To create a local package of a EuPathDB resource, and get information from it; note the following code is also located in: tests/testthat/test_99README.R

library(EuPathDB)
## I pretty much always use Leishmania major strain friedlin as my example.

## This downloads metadata from every eupathdb resource:
## cryptodb, fungidb, giardiadb, microsporidiadb, piroplasmadb,
## plasmodb, toxodb, trichdb, and the tritrypdb.
eu_metadata <- download_eupath_metadata()
## One likely wants:
tritryp_metadata <- download_eupath_metadata(webservice = "tritrypdb")
## Download metadata from tritrypdb, this step is optional.
tritryp_metadata <- download_eupath_metadata(webservice = "tritrypdb")
## Extract an entry of interest, if metadata is not provided it will
## download it (defaulting to all eupathdb webservices, which can take
## a little while.
lm_entry <- get_eupath_entry(species = "Friedlin", metadata = tritryp_metadata)
## Look at the entry of interest.
lm_name <- sc_entry[["Species"]]
lm_name
## Create an orgdb database
orgdb_pkgname <- make_eupath_orgdb(lm_entry)
## Create a txdb database, since there are so few introns in the
## trypanosomatids, it tends to be less interesting for them...
txdb_pkgname <- make_eupath_txdb(lm_entry)
## Create a bsgenome, note you _must_ increase the number of open
## files for this to work with fragmented assemblies.[1]
bsgenome_pkgname <- make_eupath_bsgenome(lm_entry)
## Create the union of the orgdb/Txdb; this has not been tested in a _long_ time
organismdbi_pkgname <- make_eupath_organismdbi(lm_entry)
## Get a big monster data table of annotations
pkgname <- as.character(orgdb_pkgname[[1]]) ## In theory I set a
## setMethod to handle this without the subset, but it doesn't work yet.
major_annotations <- load_orgdb_annotations(pkgname)
## Or GO categories
major_go <- load_orgdb_go(pkgname)
library(pkgname, character = TRUE)
avail_columns <- AnnotationDbi::columns(get0(pkgname))
## Or interpro categories
lm_interpro <- load_orgdb_go(pkgname, table = "interpro")
## Or Orthologs
lm_ortho <- load_orgdb_go(lm_orgdb, table = "orthologs")
## Or Pathway data
lm_path <- load_orgdb_go(lm_orgdb, table = "pathway")
## Or PDB
lm_pdb <- load_orgdb_go(lm_orgdb, table = "pdb")
## Or links to other database
lm_linkout <- load_orgdb_go(lm_orgdb, table = "linkout")
## Or publications
lm_pubmed <- load_orgdb_go(lm_orgdb, table = "pubmed")

Check the tests and vignettes for more examples!
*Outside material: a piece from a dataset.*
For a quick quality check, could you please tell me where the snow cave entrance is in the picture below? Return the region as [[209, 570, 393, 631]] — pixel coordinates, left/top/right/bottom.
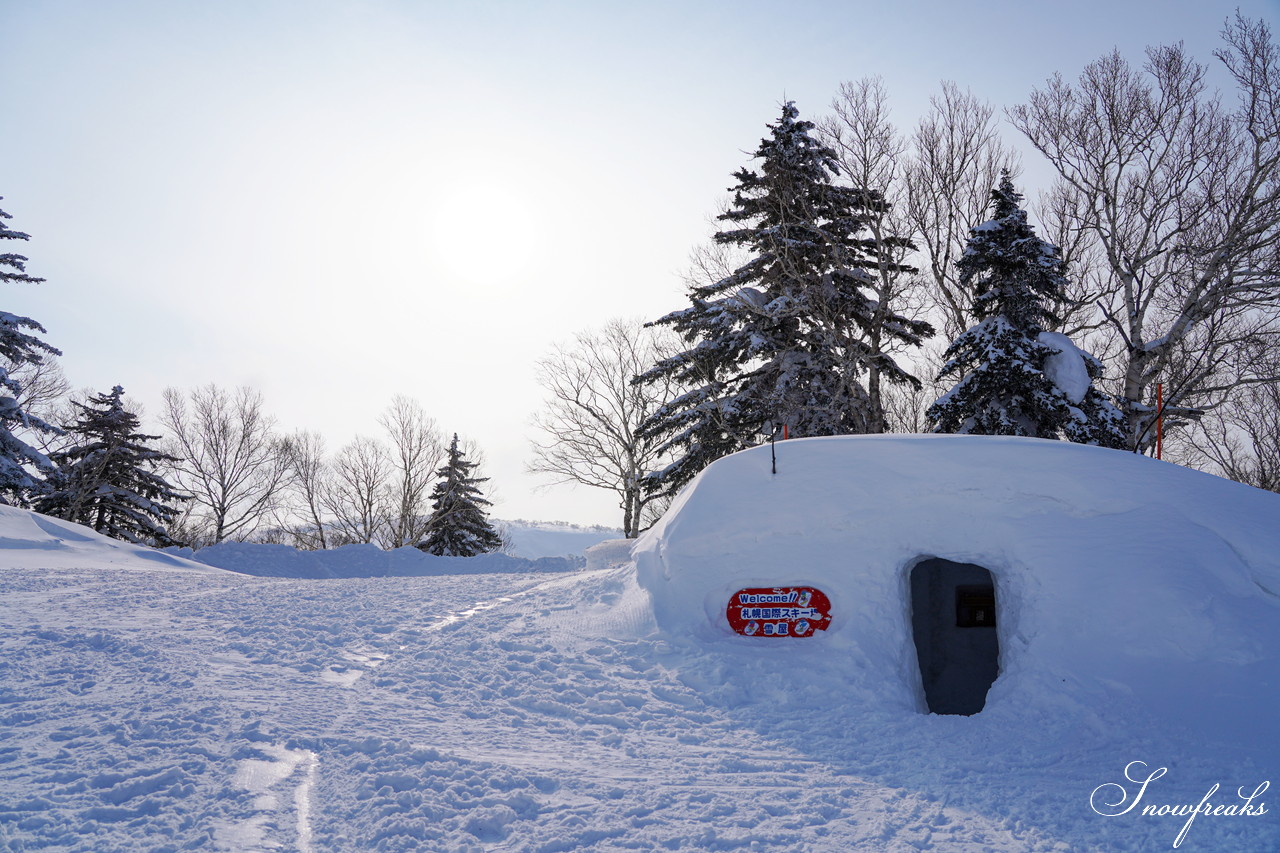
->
[[911, 557, 1000, 715]]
1: If one attempts to make a bsgenome from a fragmented scaffold, there is a good chance it will fail with 'Too many open files.' On linux, check your version of /etc/sysctl.conf (debian) for the entries 'sys.fs.fil-max' and/or 'fs.file-max'. On my computer, they look like this:

fs.file-max = 209708 sys.fs.file-max = 209708

You can check these values via 'sysctl -a'. In addition, you will want to make sure that you do not have a ulimit on the number of open files. Check this with 'ulimit -n'. If I recall properly, the worst assembly I have noticed has ~ 8k scaffolds.